Artist in Chicago, Ilinois. About the creative pursuits: I'll make you images, design your look, pick the color, photograph your beautiful face, record our interview, and propose elegant solutions for how "it" may come to be…

Terrain Biennial 2023* THE JAW: In Bocca al Lupo

*Thank you for coming to my reception on October 7th, 2023
Enjoy some documentation of your visit! -Chelsea Goodwin

The wolf, in this case appears to be emerging from the ground jaw first, with teeth cutting the horizon like a mountain range.

The teeth cast long shadows on the surroundings. Moving fast, confusing motion. In this iteration we wish you luck, “In Bocca al Lupo” like the Italians call to each other. To which we respond, Crepi!

This installation is made with a ceramic field based on lupine teeth, emerging from the ground in your neighborhood, glowing in stray light at night. What do you see coming your way?

Maybe they’re inciting the feeling of something you maybe sense but don’t understand, stirring the feeling that could be fear or exhilaration…

This installation is part of the 2023 Terrain Biennial.
Visit the website for further sites to find art in your neighborhood!
Download the PDF artist statement here.

About Terrain Biennial:

screenshot of interactive map with 2023 Terrain Exhibition host sites plotted.

Terrain Biennial is the month and a half long public exhibitions of artists works in host locations in the neighborhoods where you live! Visit the Terrain Exhibitions website for an interactive map with sites and projects listed, as well as an archive of past Biennial works.

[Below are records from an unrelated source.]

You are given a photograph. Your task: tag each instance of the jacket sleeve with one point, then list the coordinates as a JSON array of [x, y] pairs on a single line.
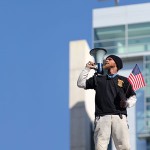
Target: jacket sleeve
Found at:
[[81, 82]]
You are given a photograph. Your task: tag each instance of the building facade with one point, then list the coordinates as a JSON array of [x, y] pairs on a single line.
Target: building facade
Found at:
[[123, 31]]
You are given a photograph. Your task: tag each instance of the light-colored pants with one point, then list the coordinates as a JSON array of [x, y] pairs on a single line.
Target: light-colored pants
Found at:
[[111, 125]]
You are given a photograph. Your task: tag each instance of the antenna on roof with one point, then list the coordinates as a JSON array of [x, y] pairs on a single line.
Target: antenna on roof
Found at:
[[116, 2]]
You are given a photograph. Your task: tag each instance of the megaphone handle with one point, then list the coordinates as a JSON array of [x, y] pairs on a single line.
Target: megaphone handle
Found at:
[[99, 68]]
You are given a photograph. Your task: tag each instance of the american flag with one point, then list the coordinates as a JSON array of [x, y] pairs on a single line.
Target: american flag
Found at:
[[136, 78]]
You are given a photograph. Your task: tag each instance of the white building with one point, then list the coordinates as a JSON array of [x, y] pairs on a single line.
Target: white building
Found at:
[[124, 31]]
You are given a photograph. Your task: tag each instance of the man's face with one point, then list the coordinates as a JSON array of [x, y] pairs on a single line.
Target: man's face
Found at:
[[109, 63]]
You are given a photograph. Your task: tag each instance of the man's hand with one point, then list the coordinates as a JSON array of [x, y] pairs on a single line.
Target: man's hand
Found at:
[[91, 65], [123, 104]]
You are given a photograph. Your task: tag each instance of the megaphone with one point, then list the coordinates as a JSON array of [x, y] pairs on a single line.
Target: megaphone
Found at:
[[98, 54]]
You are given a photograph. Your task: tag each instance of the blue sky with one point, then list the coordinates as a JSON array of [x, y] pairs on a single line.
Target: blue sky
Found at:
[[34, 69]]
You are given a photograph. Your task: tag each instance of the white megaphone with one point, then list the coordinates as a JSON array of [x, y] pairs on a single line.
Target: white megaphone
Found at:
[[98, 54]]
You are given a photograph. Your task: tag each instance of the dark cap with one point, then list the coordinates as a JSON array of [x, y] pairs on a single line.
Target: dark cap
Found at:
[[117, 60]]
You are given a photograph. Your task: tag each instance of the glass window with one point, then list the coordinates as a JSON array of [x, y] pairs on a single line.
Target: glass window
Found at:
[[106, 33], [139, 37], [139, 30]]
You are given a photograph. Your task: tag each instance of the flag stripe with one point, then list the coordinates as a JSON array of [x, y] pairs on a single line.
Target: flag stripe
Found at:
[[136, 78]]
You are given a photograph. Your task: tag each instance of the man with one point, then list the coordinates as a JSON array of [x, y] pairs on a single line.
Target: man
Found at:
[[113, 94]]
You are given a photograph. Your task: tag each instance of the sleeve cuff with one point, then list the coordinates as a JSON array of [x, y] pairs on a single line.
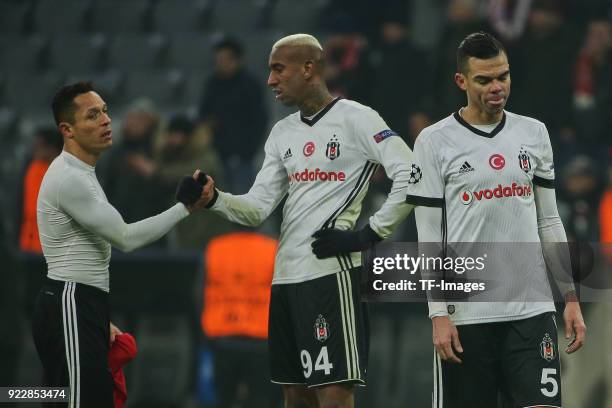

A little background about what inspired this project:

This project began as a proposal maquette for a larger, interactive site-specific installation for the paved entry at the gated entrance of the Real Bosco on the Museum Grounds of Capodimonte in Naples Italy. After a meandering visit through the grounds, the Museum, and past several buildings under construction, I decided that the place as a former hunting grounds, and with a rich history of the fine porcelain ceramics needed a contemporary sculpture in the tradition of the shadow theaters. A phantasmagoric display to mark the start of new era of use and activation, something to evoke a feeling, and cast long shadows.

photo of the Museo di Capodimonte

“In bocca al lupo” called out at your acquaintance leaves you, is the type of remark to wish you well. Think of it as a way to give you hope, or luck, or a friendly warning. But to me, it invokes the reality of facing the world as a story, and all the characters whom one may encounter, players…

A photograph of the illustrated sign along the paths in the Real Bosco of Capodimonte.

I had the feeling of the place. So after my visit, and a long while at home, I started to let my mind wander with all of the impressions from our visit.

The layout of the grounds upon arrival, and at several points inside, felt to me like standing in the palm of a giant hand, and the radiating paths into the woods and through the grounds like fingers reaching out. It may have been the heat, or exhaustion of traveling, that we were strangers and with no destination, and that “chance” felt like the primary guiding idea.

I imagined we were a set of dice cast out into the grounds for any serendipitous encounters we may have. A little like Alice in the wonderland? Maybe I was influenced by our host wishing us “En Bocca al Lupo” as we set out…

Some people told us that the grounds had been designed originally as hunting grounds for the sport of nobility, but in a fallow period, it became a place to meet illicitly, maybe for love, maybe for money? It certainly felt like a playing field. The canopy of old growth darkened paths dramatically, the way the light burned through open areas to reveal benches, sculptures, fields was simultaneously a relief and jarring to experience.

When we stepped into the shadows I felt the exhilaration and piqued sense of danger. I imagined the characters who had come before, left evidence of their trysts…


Find the installation a much different version than the one tested out and proposed with images made at my studio.


This one is in the neighborhood, no cement, after dark, lit to cast shadows which move, and all under a tree!